"Татьяна Щепкина-Куперник. Поздние воспоминания " - читать интересную книгу автора


Люди, окружавшие меня в Петербурге, были чужды мне. Почти все мои новые
знакомые, особенно из так называемого "общества", казались мне фальшивыми,
неискренними, нереальными, как куклы из "Сказок Гофмана". Я не видела
"настоящих" людей. Все точно старались быть во что бы то ни стало
"оригинальными", какими-то персонажами из романов.

Кто - отрицал женщин, кто - носил под мундиром вериги, кто - говорил о
тайных обществах со странными названиями и ритуалом, кто, наконец, избирал
своей специальностью неведомыми путями знать все про всех. Но все окружали
себя таинственностью, все говорили намеками, как-то непросто.

Считалось чуть ли не постыдным признаваться, что предпочитал Гюисмансу
доброго старого Диккенса, не заказывать капотов, скопированных с картин
Боттичелли, не декламировать декадентских стихов. Но мне все время казалось,
что во всем этом нет ни капли искренности. Искренность увлечения всегда
оправдывала его в моих глазах. А тут я чувствовала, что все эти дамы -
морфинистки, эти поэты, поклоняющиеся чернокнижию, были даже не
неврастеники, не люди с расшатанными мозгами: они притворялись больными. Они
поступали, как маленький мальчуган, который курит сигару из глупого
самохвальства, хотя его тошнит. Они не любили своих воззрений. Они
подхлестывали свои нервы для искусственных экстазов, и шприц употребляли без
удовольствия... Морфий, экстазы, Боттичелли, египетская Изида - все это была
вывеска, и я была уверена, что они только тогда были по-настоящему
счастливы, когда могли снять с себя маску, лечь в кровать, потребовать чаю,
взять томик Альфонса Доде и посплетничать с горничной.

Из Петербурга меня неудержимо тянуло в Москву...

Чисто московский адрес: "Божедомка, дом Полюбимова, что против большой
ивы". Ива росла в семинарском саду, на который выходили окна белого домишки,
принадлежавшего маляру Полюбимову, добродушному хромому человеку, нежно меня
любившему. Впоследствии, когда я уезжала из Москвы, он уговаривал меня:

- Вернись ко мне - слышишь?

- Да как же, Полюбимов, если у вас другие жильцы будут?

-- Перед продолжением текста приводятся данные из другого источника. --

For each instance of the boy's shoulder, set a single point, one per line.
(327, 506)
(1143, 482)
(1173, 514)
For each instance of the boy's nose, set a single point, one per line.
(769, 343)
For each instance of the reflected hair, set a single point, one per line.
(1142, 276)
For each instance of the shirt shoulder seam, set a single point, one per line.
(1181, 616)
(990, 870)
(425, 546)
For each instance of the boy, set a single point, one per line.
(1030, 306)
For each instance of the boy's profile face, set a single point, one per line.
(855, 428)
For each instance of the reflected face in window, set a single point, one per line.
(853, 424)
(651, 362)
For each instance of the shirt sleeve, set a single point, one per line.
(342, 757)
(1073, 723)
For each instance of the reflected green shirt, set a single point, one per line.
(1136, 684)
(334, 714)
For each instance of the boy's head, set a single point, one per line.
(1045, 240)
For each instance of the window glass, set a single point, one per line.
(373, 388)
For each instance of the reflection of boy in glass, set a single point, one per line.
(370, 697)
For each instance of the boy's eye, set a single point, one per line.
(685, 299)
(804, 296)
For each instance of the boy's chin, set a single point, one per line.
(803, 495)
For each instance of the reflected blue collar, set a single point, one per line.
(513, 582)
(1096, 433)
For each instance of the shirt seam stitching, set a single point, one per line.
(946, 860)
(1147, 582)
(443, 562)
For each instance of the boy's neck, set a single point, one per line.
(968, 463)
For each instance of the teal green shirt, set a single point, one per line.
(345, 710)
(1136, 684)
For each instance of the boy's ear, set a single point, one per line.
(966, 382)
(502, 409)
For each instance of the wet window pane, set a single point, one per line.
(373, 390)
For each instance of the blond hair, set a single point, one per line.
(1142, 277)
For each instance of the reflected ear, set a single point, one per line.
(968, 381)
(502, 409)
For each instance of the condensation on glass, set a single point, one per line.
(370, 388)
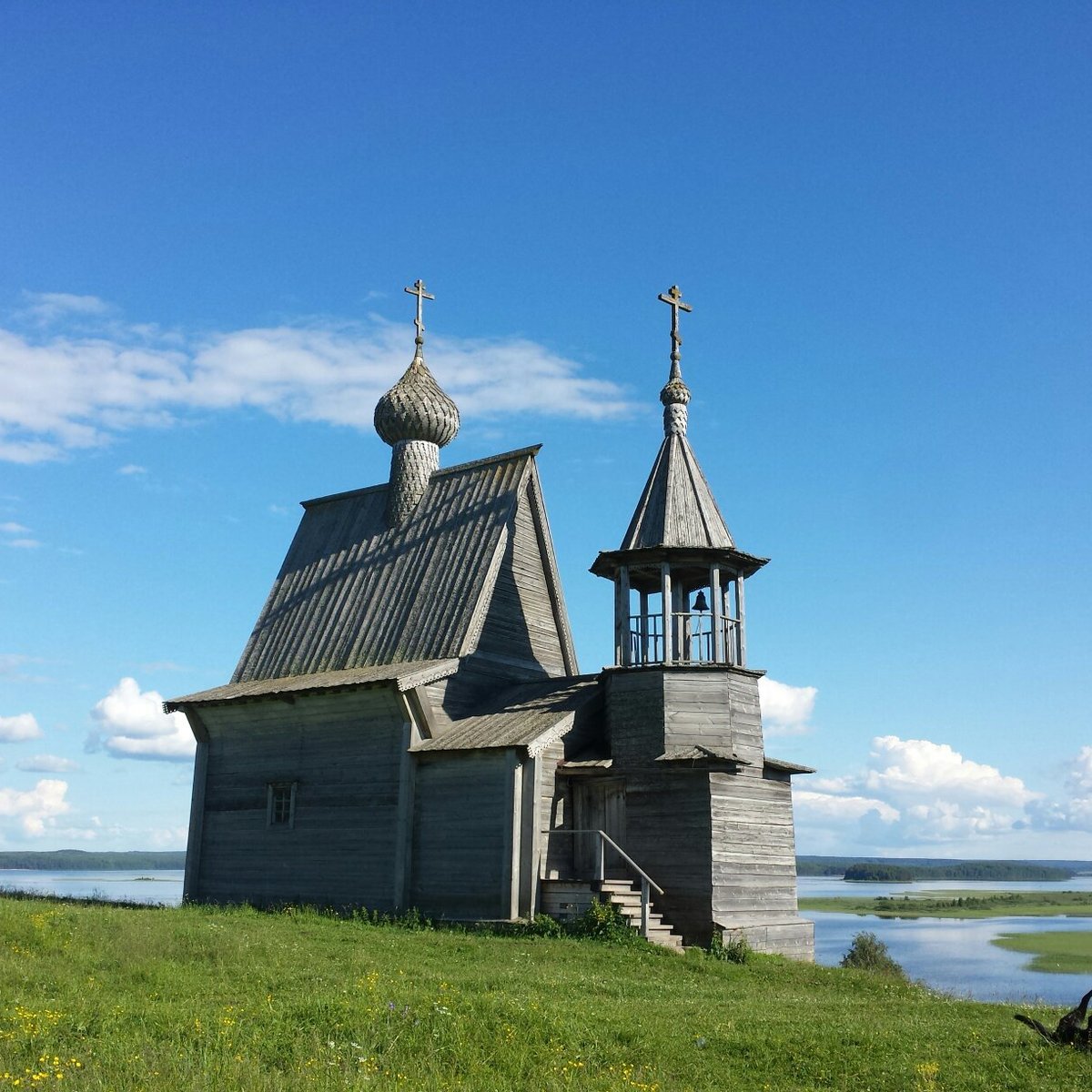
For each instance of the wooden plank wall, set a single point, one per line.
(556, 861)
(753, 856)
(634, 715)
(667, 834)
(464, 817)
(716, 709)
(343, 753)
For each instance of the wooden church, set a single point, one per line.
(408, 726)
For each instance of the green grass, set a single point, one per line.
(1057, 951)
(960, 905)
(195, 998)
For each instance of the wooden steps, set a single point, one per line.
(567, 900)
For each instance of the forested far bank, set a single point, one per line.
(906, 869)
(85, 861)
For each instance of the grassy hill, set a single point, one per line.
(188, 998)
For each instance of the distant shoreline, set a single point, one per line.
(971, 904)
(61, 861)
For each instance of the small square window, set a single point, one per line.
(281, 804)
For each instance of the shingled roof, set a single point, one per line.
(355, 592)
(531, 715)
(677, 507)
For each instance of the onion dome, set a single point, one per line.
(416, 409)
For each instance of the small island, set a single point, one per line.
(58, 861)
(960, 905)
(909, 869)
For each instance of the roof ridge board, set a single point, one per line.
(532, 489)
(431, 547)
(442, 472)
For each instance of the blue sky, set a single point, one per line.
(878, 212)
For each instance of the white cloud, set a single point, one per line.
(786, 710)
(16, 729)
(913, 793)
(134, 725)
(80, 385)
(11, 663)
(1073, 807)
(47, 307)
(36, 808)
(47, 763)
(842, 807)
(170, 838)
(911, 769)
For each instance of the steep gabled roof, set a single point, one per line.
(530, 715)
(354, 592)
(404, 676)
(677, 507)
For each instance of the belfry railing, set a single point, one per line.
(693, 639)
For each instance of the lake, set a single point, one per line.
(157, 885)
(950, 955)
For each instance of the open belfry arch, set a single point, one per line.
(408, 726)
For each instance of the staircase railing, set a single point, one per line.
(648, 884)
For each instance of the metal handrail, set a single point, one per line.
(647, 880)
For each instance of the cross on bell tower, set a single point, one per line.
(678, 576)
(419, 290)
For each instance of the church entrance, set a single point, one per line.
(599, 804)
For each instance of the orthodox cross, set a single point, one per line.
(674, 299)
(419, 290)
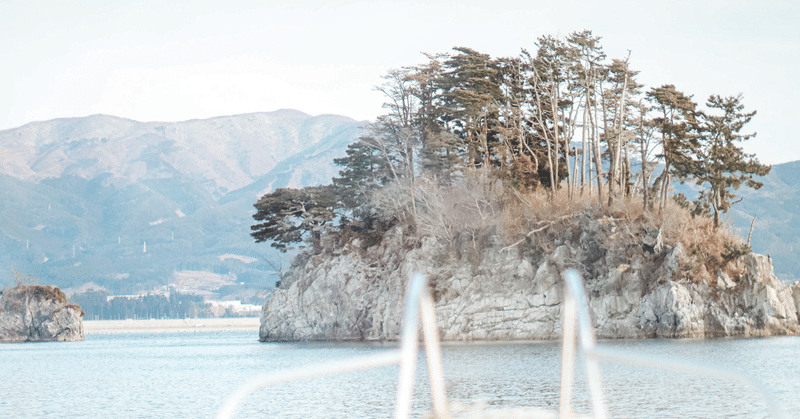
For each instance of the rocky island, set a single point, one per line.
(36, 313)
(493, 175)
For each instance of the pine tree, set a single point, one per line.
(294, 215)
(723, 165)
(678, 128)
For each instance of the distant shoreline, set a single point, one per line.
(91, 327)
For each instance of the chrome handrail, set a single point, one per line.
(418, 308)
(578, 335)
(576, 317)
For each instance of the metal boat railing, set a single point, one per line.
(578, 335)
(418, 309)
(577, 319)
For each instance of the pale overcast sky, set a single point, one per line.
(178, 60)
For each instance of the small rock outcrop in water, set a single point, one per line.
(35, 313)
(487, 291)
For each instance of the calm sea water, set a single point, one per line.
(189, 375)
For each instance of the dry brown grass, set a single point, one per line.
(479, 205)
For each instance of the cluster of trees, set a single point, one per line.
(562, 118)
(97, 306)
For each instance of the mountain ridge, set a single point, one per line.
(127, 204)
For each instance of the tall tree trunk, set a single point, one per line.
(598, 162)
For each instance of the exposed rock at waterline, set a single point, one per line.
(485, 291)
(35, 313)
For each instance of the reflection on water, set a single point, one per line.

- Всех к чертовой матери, а уж тебе квартира будет!

Квартирка в четыре комнаты, и первая "своя обстановка", купленная на
заработанные деньги, в рассрочку, около трехсот рублей на всю квартиру... не
считая рояля. Но уютно было. В столовой стояло "некрасовское кресло",
принадлежавшее покойному поэту, в котором он проводил последние годы своей
жизни. Я до сих пор не расстаюсь с ним... Зарабатывала я в то время уже
недурно, и у меня в показанное и непоказанное время был народ. Мои
приятельницы, смеясь, говаривали, что очень любят "ресторанчик на
Божедомке", где всегда могли рассчитывать найти холодную котлету, чашку чая
или приют на "родном диване", как прозвала мой диван М.Роксанова.